AROUND
GREENWICH THEATRE
Talk about scandal. One minute I’m at the theatre enjoying a perfectly respectable piece of Restoration — the next I’m in the depths of Lewisham doing the twist (again) between a woman dressed in a yoga mat and a man in a faux-bearskin loincloth, mixing mojitos for people in bubble-wrap. Theatre is truly transportational.
To explain. Once upon a time I worked at this week’s venue: in the teensy, affable bar, tucked beneath the stairs to the stalls like some hastily-assembled franchise of pre-bedtime children. I spent my quiet shifts leafing through free copies of bad books and wondering how long my post-graduation unemployment-funk would last. Then I’d meander home through the Greenwich foot tunnel, where I was once unsuccessfully mugged by a man wearing a pirate’s outfit. Actually, working at the Greenwich Theatre provided me with the best address I ever had — Cyclops Mews, Homer Drive, Mudchute, Isle of Dogs. A right old postcode odyssey.
The Greenwich Theatre has the munificent, orphans-at-Christmas feel of an old regional venue, which is the first good reason for paying a visit. Because Greenwich doesn’t feel like London. It feels Dickensian and quaint, with its antique market and naval college and (immolated) tea clipper. And how many other fringe venues are only a hop, skim and jet along the Thames? With more transport links than anyone imagines, Greenwich is utterly charming.
Tonight’s performance was The School For Scandal, Sheridan’s corrosively satirical comedy of manners — incidentally one of the first grown-up plays I ever saw. In fact, still have the production script. Inside are the perspicacious scribblings of a flourishing tosspot. For example, ‘Humour — but they don’t laugh?!!’ as if deadpan had been invented circa 1991. Also inscribed for posterity is the dubious assertion that ‘Sarcasm is the god of poetry’. This does not bode well for the memoirs.

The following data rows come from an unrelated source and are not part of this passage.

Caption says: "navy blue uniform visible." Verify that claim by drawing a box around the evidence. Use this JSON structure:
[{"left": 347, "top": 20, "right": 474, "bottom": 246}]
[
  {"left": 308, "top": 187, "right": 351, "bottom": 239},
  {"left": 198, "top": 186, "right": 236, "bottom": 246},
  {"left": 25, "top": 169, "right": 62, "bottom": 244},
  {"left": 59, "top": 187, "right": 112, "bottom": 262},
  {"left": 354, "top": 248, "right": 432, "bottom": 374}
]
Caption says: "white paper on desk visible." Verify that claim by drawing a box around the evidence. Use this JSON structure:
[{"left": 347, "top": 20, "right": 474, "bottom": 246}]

The company’s protean actors were also doubling up for tandem performances of Doctor Faustus. Stupendous workload notwithstanding, the direction was devilishly inventive, the production riotously and repeatedly hilarious. Fittingly —or perhaps I was under the influence of Greenwich’s salinity— the theatre stage itself seemed reminiscent of a galleon’s deck.

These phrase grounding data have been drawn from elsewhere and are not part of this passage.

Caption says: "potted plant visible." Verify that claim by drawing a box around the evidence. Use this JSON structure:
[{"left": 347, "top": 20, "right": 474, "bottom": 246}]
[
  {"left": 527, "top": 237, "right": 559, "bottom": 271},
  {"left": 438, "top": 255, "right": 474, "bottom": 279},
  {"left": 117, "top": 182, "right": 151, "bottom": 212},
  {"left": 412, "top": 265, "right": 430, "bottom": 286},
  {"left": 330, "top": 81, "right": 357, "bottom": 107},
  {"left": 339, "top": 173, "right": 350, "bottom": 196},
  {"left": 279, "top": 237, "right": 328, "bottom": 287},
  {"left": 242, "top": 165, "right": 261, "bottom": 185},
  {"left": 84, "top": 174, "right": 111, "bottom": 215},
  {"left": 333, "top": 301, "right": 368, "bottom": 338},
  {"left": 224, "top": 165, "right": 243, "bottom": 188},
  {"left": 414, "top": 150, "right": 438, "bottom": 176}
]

But is this centuries-old play still sea-worthy? As Mr Garrick’s prologue puts it:
A school for scandal! Tell me, I beseech you,
Needs there a school this modish art to teach you?
The backbiting affectation and fiendish sniping of the 1770s seems very much alive, judging by any newsagent stand’s offerings — Celebrity Mums, Rundown And Unfit! screams Heat’s latest headline. Bitchity bitch-bitch.

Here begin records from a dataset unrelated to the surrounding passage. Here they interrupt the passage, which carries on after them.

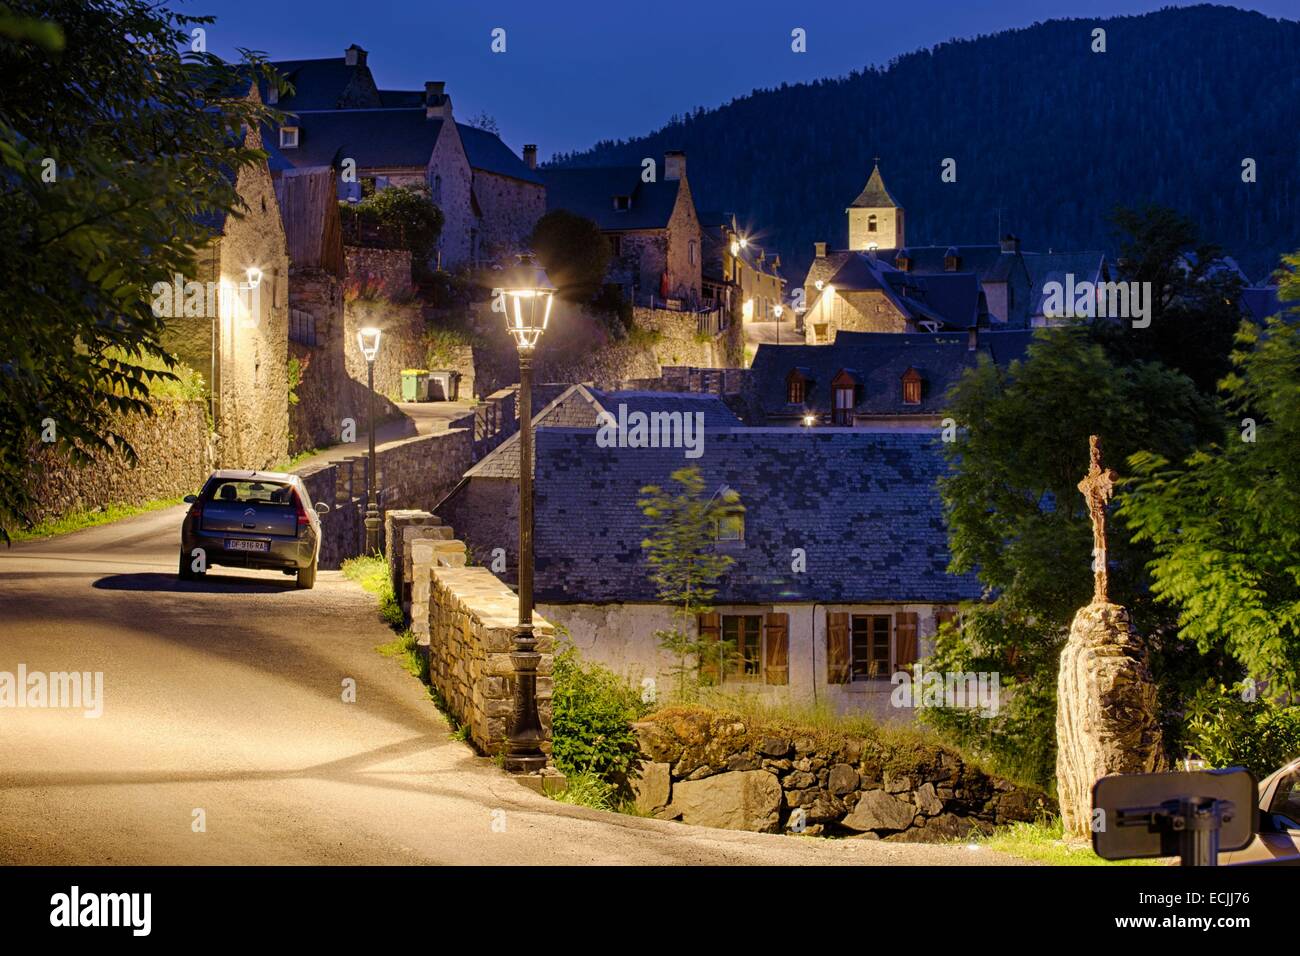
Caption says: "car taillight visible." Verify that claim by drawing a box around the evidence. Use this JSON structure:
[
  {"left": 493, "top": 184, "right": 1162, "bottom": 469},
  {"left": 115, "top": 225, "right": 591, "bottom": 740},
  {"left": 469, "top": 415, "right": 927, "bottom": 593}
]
[
  {"left": 293, "top": 492, "right": 310, "bottom": 529},
  {"left": 190, "top": 502, "right": 203, "bottom": 524}
]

Which brings us back to yoga mats and loincloths. As every theatre-going veteran knows, hang around long enough in a post-show bar and you will inevitably be invited in cavalier fashion to a fancy dress party that a friend’s friend of the cast is throwing. The party in this case —jointly hosted by painters and sexual health workers— was replete with hijinks, gossip and drinking songs about STDs, though with mercifully fewer asides. Even Sheridan’s Ofsted-recommended School For Scandal can’t compete with that.